The problem, however, is that this first-best, direct solution demands costly or unobtainable information. We might have no good way of estimating the exact location of the low-smoking equilibrium. And here we see the possible advantage of a temporary law. If we are uncertain what the low-smoking equilibrium is—perhaps it is 10 percent of restaurants, but it could be as high as 35 percent or as low as 5 percent—we will likely grant too many or too few licenses, thereby forcing an inefficient level of smoking indefinitely. With the temporary law, the short-term inefficiency is likely greater—requiring 0 percent smoking restaurants is too low—but lasts for only a limited period, after which voluntary exchange produces the low-smoking equilibrium.
This revelation—what might be called “equilibrium location”—is only the first informational advantage of temporary law. For the second, assume there is also uncertainty or ambiguity about the entire situation just described. There may be multiple equilibria, but there is also some chance that there is really only one behavioral pattern consistent with existing preferences and free exchange.
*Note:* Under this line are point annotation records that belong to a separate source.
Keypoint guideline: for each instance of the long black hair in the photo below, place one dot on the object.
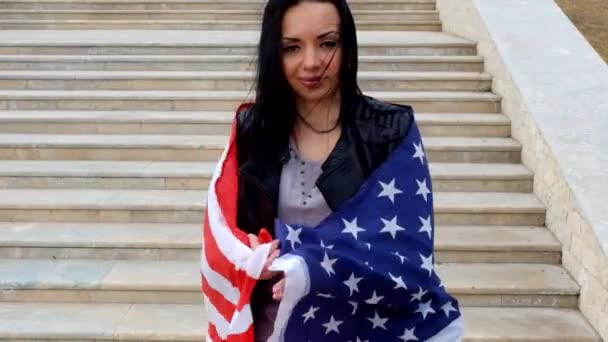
(271, 120)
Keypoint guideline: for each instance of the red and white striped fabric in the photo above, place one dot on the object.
(229, 267)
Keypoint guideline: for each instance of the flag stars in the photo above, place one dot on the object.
(423, 190)
(408, 335)
(389, 190)
(419, 152)
(425, 309)
(352, 228)
(399, 283)
(375, 299)
(377, 321)
(293, 236)
(447, 308)
(391, 227)
(418, 296)
(352, 283)
(328, 264)
(427, 263)
(426, 226)
(332, 325)
(310, 314)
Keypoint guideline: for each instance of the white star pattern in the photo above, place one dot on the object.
(427, 263)
(326, 247)
(425, 309)
(332, 325)
(418, 296)
(423, 190)
(293, 236)
(447, 308)
(391, 227)
(377, 321)
(426, 226)
(408, 335)
(399, 284)
(419, 153)
(375, 299)
(355, 306)
(401, 257)
(310, 314)
(352, 228)
(328, 264)
(352, 283)
(389, 190)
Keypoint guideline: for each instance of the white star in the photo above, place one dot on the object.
(352, 282)
(352, 228)
(423, 190)
(419, 153)
(328, 264)
(375, 299)
(399, 284)
(377, 321)
(418, 296)
(408, 335)
(391, 227)
(355, 306)
(327, 247)
(389, 190)
(310, 314)
(426, 226)
(425, 309)
(427, 263)
(400, 257)
(447, 308)
(332, 325)
(293, 236)
(325, 295)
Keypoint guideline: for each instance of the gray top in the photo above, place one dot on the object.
(300, 203)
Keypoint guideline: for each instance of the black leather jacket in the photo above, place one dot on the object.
(377, 129)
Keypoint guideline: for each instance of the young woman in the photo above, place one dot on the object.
(307, 145)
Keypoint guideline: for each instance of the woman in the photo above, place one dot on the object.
(306, 147)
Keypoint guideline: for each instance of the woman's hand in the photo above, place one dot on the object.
(272, 255)
(278, 289)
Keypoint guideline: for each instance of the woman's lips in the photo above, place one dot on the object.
(311, 82)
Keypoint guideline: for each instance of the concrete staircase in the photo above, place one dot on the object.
(107, 144)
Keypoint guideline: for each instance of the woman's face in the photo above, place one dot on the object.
(311, 49)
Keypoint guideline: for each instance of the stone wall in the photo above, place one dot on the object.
(553, 86)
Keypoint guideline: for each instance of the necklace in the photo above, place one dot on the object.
(318, 131)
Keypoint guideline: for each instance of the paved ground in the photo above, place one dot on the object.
(591, 18)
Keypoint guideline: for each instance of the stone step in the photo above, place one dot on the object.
(229, 80)
(46, 24)
(182, 322)
(151, 147)
(462, 244)
(223, 62)
(215, 42)
(75, 174)
(187, 206)
(178, 282)
(216, 123)
(249, 5)
(194, 15)
(223, 100)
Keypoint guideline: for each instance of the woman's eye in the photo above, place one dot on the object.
(290, 48)
(329, 44)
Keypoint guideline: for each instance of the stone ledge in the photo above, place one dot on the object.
(553, 86)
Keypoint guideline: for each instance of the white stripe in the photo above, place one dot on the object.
(217, 282)
(297, 285)
(235, 251)
(241, 321)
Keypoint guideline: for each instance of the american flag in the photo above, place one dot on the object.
(365, 273)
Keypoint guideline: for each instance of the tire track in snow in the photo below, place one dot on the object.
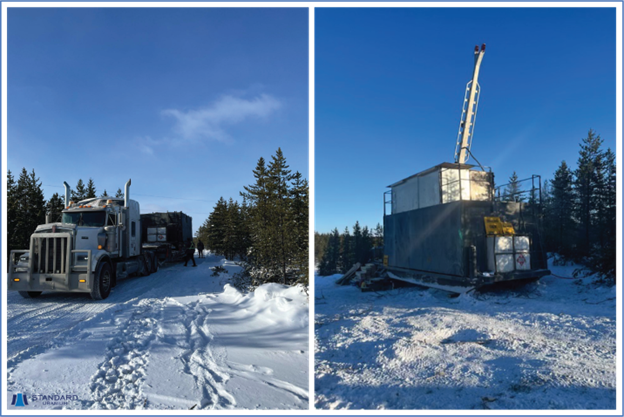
(199, 361)
(118, 382)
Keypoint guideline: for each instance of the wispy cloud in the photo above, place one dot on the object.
(146, 144)
(211, 122)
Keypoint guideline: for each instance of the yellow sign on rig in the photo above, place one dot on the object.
(494, 226)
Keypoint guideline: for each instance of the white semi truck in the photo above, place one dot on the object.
(97, 242)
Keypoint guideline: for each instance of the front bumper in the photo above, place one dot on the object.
(51, 266)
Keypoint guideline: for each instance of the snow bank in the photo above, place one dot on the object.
(178, 339)
(547, 345)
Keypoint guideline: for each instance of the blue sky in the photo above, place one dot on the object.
(183, 101)
(390, 84)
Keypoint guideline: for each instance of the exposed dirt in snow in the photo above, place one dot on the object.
(547, 345)
(178, 339)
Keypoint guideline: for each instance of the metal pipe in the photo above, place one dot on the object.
(127, 192)
(67, 189)
(467, 123)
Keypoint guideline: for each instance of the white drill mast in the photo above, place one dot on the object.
(469, 111)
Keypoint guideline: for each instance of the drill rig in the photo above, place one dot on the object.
(444, 227)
If so, the libertarian has a good reason to assert that the status quo already represents the efficient outcome. The licensing scheme then imposes a severe inefficiency (for example, 10 percent of restaurants are smoking when 95 percent is efficient) for an indefinite time. It also offers no mechanism for revealing whether the licensing scheme represents a suboptimal outcome. But when the temporary law expires, if the premise on which it was based were false, and there were only one equilibrium, then restaurants would return to their initial level of permitting smoking (95 percent). We will then learn that there was no market failure to be solved. Thus, temporary law works like an experiment. The information it reveals is both equilibrium location and what might be called “equilibrium verification.”